Might be worth updating the dates on these new files that have licenses.

+  NSMutableDictionary*    mHistoryItemsDictionary;    // history items indexed by url

Would be nice to know that this is strong-ref in the header.

+  NS_IMETHOD OnVisit(nsIURI *aURI, PRInt64 aVisitID, PRTime aTime, PRInt64 aSessionID,
+                     PRInt64 aReferringID, PRUint32 aTransitionType, PRUint32 *aAdded)

Please NS_ENSURE_ARG_POINTER() all the pointer in-params here please.
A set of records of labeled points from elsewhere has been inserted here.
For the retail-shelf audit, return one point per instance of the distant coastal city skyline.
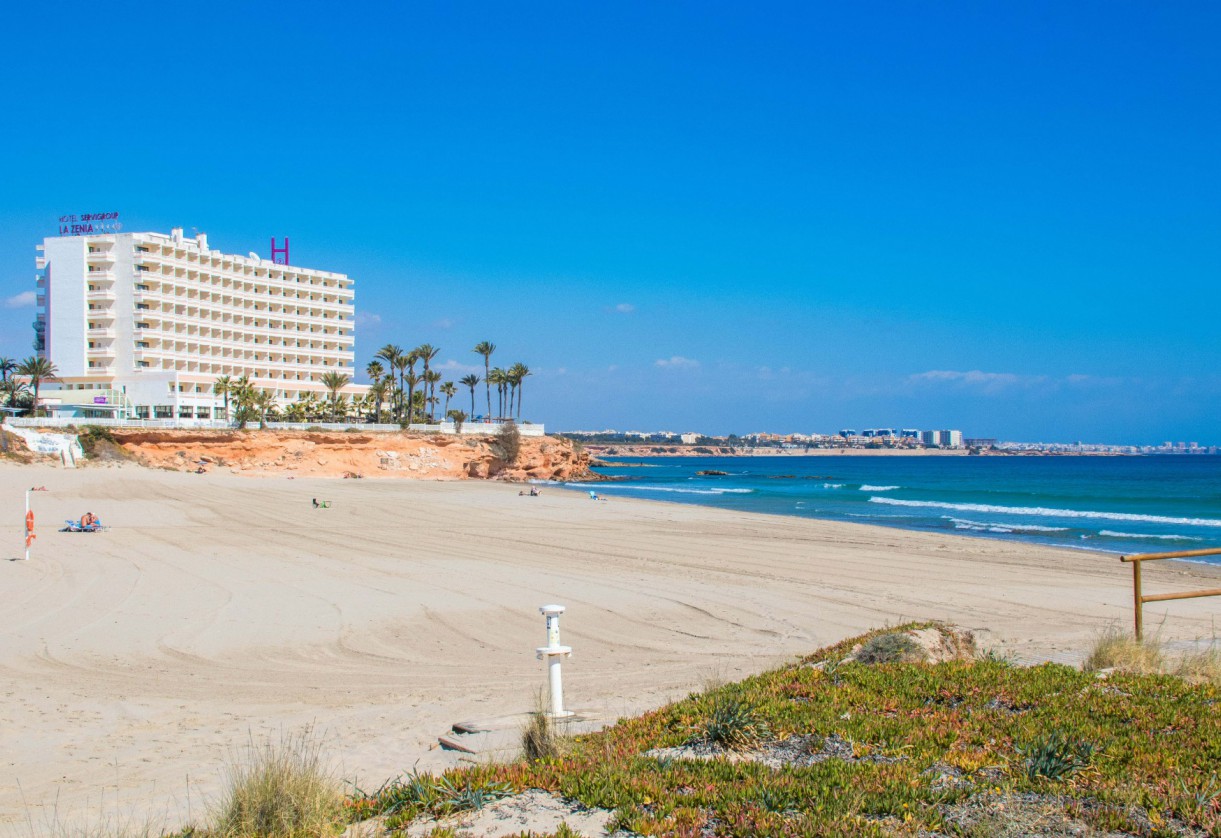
(785, 216)
(799, 439)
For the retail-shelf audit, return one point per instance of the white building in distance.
(141, 325)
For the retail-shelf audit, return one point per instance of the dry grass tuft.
(280, 789)
(539, 737)
(1117, 650)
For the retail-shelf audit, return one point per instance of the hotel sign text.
(89, 224)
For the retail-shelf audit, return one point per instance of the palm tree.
(448, 391)
(264, 402)
(486, 348)
(402, 364)
(497, 378)
(470, 381)
(243, 396)
(412, 380)
(517, 374)
(430, 379)
(391, 354)
(224, 387)
(426, 352)
(377, 391)
(37, 370)
(296, 412)
(333, 384)
(14, 389)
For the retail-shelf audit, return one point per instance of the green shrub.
(539, 738)
(508, 442)
(280, 790)
(894, 648)
(1055, 756)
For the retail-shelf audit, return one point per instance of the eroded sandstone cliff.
(326, 453)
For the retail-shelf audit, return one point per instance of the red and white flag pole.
(29, 524)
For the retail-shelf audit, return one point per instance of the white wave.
(995, 527)
(1049, 512)
(1142, 535)
(680, 491)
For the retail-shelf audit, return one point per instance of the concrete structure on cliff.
(142, 325)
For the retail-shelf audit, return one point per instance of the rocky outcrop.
(354, 453)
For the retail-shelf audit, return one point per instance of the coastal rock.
(355, 455)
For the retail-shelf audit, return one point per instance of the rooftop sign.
(89, 224)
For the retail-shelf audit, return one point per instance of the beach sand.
(219, 608)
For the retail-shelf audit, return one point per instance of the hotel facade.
(142, 325)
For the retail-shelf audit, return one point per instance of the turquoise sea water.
(1117, 505)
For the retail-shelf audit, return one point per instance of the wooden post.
(1139, 602)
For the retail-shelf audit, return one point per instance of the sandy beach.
(219, 607)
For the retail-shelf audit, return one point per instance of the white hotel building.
(141, 325)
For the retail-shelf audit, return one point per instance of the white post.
(553, 654)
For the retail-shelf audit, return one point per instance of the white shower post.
(553, 654)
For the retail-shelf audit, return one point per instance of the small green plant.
(1056, 756)
(415, 793)
(280, 790)
(539, 738)
(894, 648)
(731, 725)
(508, 442)
(468, 795)
(1205, 798)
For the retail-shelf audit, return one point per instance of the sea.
(1114, 505)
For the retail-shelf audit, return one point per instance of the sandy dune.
(134, 662)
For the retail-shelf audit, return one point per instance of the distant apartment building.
(142, 325)
(943, 439)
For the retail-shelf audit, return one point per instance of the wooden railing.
(1139, 600)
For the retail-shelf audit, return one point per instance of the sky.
(701, 216)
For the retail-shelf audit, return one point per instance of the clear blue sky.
(710, 216)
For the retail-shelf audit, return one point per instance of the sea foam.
(1049, 512)
(1143, 535)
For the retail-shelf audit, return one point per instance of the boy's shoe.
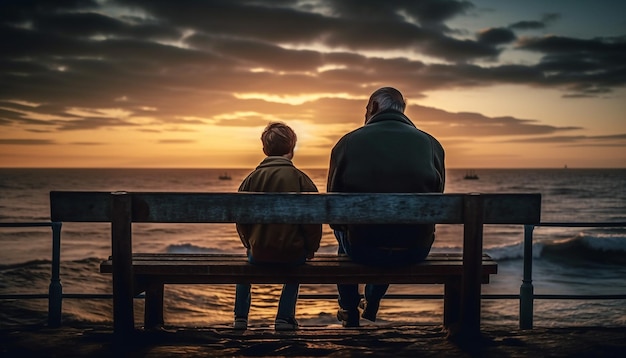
(369, 310)
(286, 324)
(241, 323)
(348, 318)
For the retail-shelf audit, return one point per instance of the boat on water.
(471, 175)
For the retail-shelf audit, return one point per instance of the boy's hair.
(278, 139)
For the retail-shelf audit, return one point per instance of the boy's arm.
(244, 233)
(312, 238)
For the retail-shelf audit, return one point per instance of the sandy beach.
(396, 341)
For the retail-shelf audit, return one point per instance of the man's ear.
(374, 108)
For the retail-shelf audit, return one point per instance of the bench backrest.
(331, 208)
(122, 209)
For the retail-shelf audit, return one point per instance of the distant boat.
(471, 175)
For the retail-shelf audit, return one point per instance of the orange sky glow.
(144, 84)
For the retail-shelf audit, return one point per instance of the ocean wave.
(604, 248)
(192, 249)
(584, 247)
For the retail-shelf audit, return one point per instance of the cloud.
(181, 63)
(26, 141)
(546, 20)
(602, 140)
(176, 141)
(447, 124)
(496, 36)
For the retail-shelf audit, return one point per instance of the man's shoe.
(370, 310)
(241, 323)
(289, 324)
(348, 318)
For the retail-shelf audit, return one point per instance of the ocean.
(566, 260)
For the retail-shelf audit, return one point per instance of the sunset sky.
(158, 83)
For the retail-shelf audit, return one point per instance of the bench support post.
(527, 290)
(153, 312)
(473, 215)
(121, 244)
(451, 302)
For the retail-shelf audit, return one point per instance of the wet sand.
(392, 341)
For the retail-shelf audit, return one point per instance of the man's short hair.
(389, 98)
(278, 139)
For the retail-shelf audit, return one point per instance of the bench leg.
(452, 302)
(153, 311)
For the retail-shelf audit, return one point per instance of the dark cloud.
(181, 62)
(542, 24)
(449, 124)
(496, 36)
(613, 140)
(585, 67)
(176, 141)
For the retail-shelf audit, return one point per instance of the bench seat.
(323, 269)
(153, 270)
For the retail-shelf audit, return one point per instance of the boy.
(286, 244)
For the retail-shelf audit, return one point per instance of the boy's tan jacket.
(279, 243)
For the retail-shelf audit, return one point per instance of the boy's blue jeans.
(349, 296)
(286, 304)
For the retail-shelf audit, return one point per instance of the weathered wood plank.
(203, 268)
(294, 208)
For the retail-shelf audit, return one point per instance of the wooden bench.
(462, 273)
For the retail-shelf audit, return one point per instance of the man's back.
(388, 155)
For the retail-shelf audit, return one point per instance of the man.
(387, 155)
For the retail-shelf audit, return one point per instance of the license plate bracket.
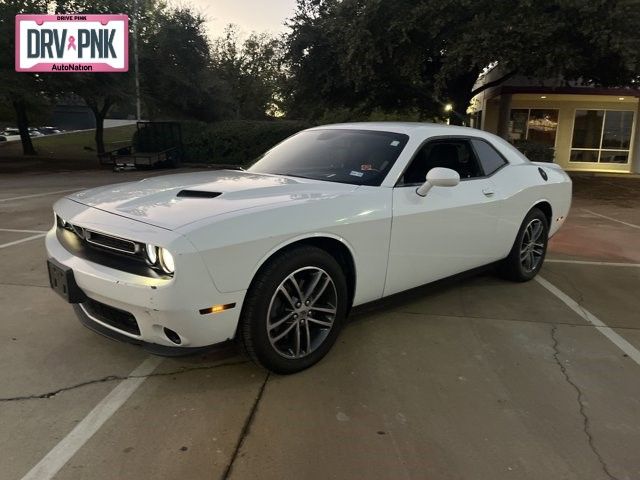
(63, 282)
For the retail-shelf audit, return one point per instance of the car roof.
(407, 128)
(424, 130)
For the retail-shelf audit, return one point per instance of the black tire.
(522, 267)
(266, 307)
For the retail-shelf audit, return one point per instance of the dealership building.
(589, 129)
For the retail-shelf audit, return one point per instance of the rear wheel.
(529, 249)
(294, 310)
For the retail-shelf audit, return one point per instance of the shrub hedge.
(234, 142)
(535, 151)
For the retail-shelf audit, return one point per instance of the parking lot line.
(16, 242)
(39, 194)
(602, 327)
(51, 464)
(597, 264)
(612, 219)
(11, 230)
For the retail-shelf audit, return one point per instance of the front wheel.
(529, 249)
(294, 310)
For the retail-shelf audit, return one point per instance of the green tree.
(253, 70)
(177, 70)
(420, 55)
(23, 91)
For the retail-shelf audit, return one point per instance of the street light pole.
(135, 58)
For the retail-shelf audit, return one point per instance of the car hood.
(173, 201)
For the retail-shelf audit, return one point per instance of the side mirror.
(438, 177)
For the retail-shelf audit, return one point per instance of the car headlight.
(166, 260)
(151, 252)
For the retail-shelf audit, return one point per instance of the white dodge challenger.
(276, 256)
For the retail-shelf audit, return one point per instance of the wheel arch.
(546, 208)
(334, 245)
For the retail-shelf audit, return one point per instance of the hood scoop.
(197, 194)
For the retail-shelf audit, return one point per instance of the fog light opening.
(217, 309)
(173, 336)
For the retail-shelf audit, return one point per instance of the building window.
(476, 120)
(601, 136)
(537, 125)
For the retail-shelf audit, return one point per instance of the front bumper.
(162, 307)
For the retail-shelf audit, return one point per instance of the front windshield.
(358, 157)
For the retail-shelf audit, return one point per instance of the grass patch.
(72, 146)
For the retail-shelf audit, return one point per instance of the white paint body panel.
(398, 240)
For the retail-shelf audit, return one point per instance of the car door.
(450, 230)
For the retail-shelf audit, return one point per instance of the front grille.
(111, 243)
(115, 252)
(115, 317)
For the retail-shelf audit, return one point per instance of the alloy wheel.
(532, 246)
(302, 312)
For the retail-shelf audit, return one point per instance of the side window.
(452, 153)
(489, 158)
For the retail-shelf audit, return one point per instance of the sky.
(249, 15)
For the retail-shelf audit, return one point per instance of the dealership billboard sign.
(72, 43)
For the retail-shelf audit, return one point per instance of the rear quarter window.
(489, 157)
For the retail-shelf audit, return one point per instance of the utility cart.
(155, 144)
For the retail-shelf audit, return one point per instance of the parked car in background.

+        nsCOMPtr<nsINavHistoryService> histSvc = do_GetService("@mozilla.org/browser/nav-history-service;1");
+        if (!histSvc)
+          return NS_OK;

pass in a reference to a nsresult and NS_ENSURE_SUCCESS() the call to the component manager:
  
  nsresult rv;
  nsCOMPtr<nsINavHistoryService> histSvc =
    do_GetService("@mozilla.org/browser/nav-history-service;1", &rv);
  NS_ENSURE_SUCCESS(rv, rv);

+        nsCOMPtr<nsINavHistoryQuery> query;
+        histSvc->GetNewQuery(getter_AddRefs(query));
+        if (!query)
+          return NS_OK;

About the same here:
  nsCOMPtr<nsINavHistoryQuery> query;
  rv = histSvc->GetNewQuery(getter_AddRefs(query), &rv);
  NS_ENSURE_SUCCESS(rv, rv);

+        PRBool queryParametersSet = NS_SUCCEEDED(query->SetUri(aURI));
+        queryParametersSet &= NS_SUCCEEDED(query->SetMinVisits(1));
+        queryParametersSet &= NS_SUCCEEDED(query->SetMaxVisits(1));
+        if (!queryParametersSet)
+          return NS_OK;

This works, but it will be easier to track down problems if written like:
  rv = query->SetUri(aURI);
  NS_ENSURE_SUCCESS(rv, rv);

  rv = query->SetMinVisits(1);
  NS_ENSURE_SUCCESS(rv, rv);

  rv = query->SetMaxVisits(1);
  NS_ENSURE_SUCCESS(rv, rv);

+        nsCOMPtr<nsINavHistoryQueryOptions> options;
+        histSvc->GetNewQueryOptions(getter_AddRefs(options));
+        if (!options)
+          return NS_OK;

  rv = histSvc->GetNewQueryOptions(getter_AddRefs(options));
  NS_ENSURE_SUCCESS(rv, rv);

+        nsCOMPtr<nsINavHistoryResult> result;
+        histSvc->ExecuteQuery(query, options, getter_AddRefs(result));
+        if (!result)
+          return NS_OK;

  rv = histSvc->ExecuteQuery(query, options, getter_AddRefs(result));
  NS_ENSURE_SUCCESS(rv, rv);

+        nsCOMPtr<nsINavHistoryContainerResultNode> rootNode;
+        result->GetRoot(getter_AddRefs(rootNode));
+        if (!rootNode)
+          return NS_OK;

  rv = result->GetRoot(getter_AddRefs(rootNode));
  NS_ENSURE_SUCCESS(rv, rv);
  NS_ENSURE_TRUE(rootNode, NS_ERROR_UNEXPECTED);  // only if needed.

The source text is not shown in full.